So make divorce harder. And of course they are probably counting it wrong. A single mother who has kept the family home, or who has been made a priority for a council house, is vastly better off than the father of her children who has no home and is burdened with alimony.

Spike
6 years ago

Thomas Sowell: Any rule that confers benefits on people in a given situation increases the value of being in that situation. Brits voted to curtail such subsidies, and the Deep State conducts a search for victims. The next step is to state that Tories hate Bangladeshis on indefensible grounds such as skin color. Tim performs a vital service by again noting that, when one bean-counts by race, one has to consider the aggregate effects of different cultures, and different personal choices, including family size. There is a cost to rearing children, and it isn’t the fault of The Rich or… Read more »

Bongo
Bongo
6 years ago

It appears that the rise in the tax free personal allowance is being classed as a loss for those who don’t benefit from it. But the expected to rise costs of plumbers and decorators are not being classed as gains for people who get those things for free via their social/council landlord.
I have skimmed it admittedly.

Mr Ecks
Mr Ecks
6 years ago

They are still channelling taxpayers cash to a breeding program for those they have imported to replace us.
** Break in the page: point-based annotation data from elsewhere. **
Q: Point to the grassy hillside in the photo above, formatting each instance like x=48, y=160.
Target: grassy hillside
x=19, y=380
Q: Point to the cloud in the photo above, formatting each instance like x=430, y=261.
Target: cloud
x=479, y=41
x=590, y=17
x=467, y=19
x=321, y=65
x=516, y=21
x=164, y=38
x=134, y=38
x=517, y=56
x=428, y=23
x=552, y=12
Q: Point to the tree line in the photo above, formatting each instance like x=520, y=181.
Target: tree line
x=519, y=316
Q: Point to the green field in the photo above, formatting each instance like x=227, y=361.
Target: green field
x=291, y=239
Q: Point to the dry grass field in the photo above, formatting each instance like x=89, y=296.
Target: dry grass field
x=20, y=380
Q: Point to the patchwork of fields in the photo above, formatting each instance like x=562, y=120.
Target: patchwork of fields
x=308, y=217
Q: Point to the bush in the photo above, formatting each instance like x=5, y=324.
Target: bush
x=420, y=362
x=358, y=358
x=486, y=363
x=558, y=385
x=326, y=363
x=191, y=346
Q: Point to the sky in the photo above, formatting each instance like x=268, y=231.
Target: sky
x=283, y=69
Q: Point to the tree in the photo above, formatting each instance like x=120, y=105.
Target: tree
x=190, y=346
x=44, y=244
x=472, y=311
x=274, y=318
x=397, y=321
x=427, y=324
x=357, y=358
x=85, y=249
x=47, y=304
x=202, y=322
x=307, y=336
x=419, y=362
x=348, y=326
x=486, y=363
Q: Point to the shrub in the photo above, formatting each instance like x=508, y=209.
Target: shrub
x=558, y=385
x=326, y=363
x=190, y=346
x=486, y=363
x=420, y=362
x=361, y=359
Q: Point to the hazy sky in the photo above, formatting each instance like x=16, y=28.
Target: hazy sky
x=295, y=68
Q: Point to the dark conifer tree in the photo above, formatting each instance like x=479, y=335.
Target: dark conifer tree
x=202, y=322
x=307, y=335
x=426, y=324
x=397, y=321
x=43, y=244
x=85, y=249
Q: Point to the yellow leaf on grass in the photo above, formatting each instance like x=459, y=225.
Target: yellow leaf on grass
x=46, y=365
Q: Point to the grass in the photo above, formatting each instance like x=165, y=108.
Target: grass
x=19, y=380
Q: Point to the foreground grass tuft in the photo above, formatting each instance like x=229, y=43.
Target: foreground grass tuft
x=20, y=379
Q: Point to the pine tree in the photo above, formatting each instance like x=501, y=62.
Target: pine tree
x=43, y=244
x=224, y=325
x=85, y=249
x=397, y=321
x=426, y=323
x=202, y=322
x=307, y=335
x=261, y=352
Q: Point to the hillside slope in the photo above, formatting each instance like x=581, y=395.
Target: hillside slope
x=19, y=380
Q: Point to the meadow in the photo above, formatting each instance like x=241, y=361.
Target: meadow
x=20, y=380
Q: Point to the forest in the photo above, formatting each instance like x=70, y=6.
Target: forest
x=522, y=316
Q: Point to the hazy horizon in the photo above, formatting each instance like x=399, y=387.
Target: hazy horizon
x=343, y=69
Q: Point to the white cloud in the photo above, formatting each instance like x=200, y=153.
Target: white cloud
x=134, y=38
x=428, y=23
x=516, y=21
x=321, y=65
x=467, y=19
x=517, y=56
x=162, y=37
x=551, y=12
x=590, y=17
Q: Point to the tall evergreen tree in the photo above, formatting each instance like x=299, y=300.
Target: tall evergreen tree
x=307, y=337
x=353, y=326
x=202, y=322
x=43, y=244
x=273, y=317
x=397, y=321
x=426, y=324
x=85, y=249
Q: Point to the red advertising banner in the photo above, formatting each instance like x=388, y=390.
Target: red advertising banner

Money for only one woman and two kids per male. Per male. Not for each woman he is shacked up with and the pair of kids he has with her.

Pcar
Pcar
6 years ago

Solution

CLose Gov’t/Taxpayer funded “The Equality and Human Rights Commission” quango.

Like PHE & DFID they are taxpayer funded lobbying/campaigning entities used as make work schemes for Guardian readers and their ilk.

Pcar
Pcar
6 years ago

@Tim Worstall

Why, why, why have you Removed Latest Articles from home page and no link to it?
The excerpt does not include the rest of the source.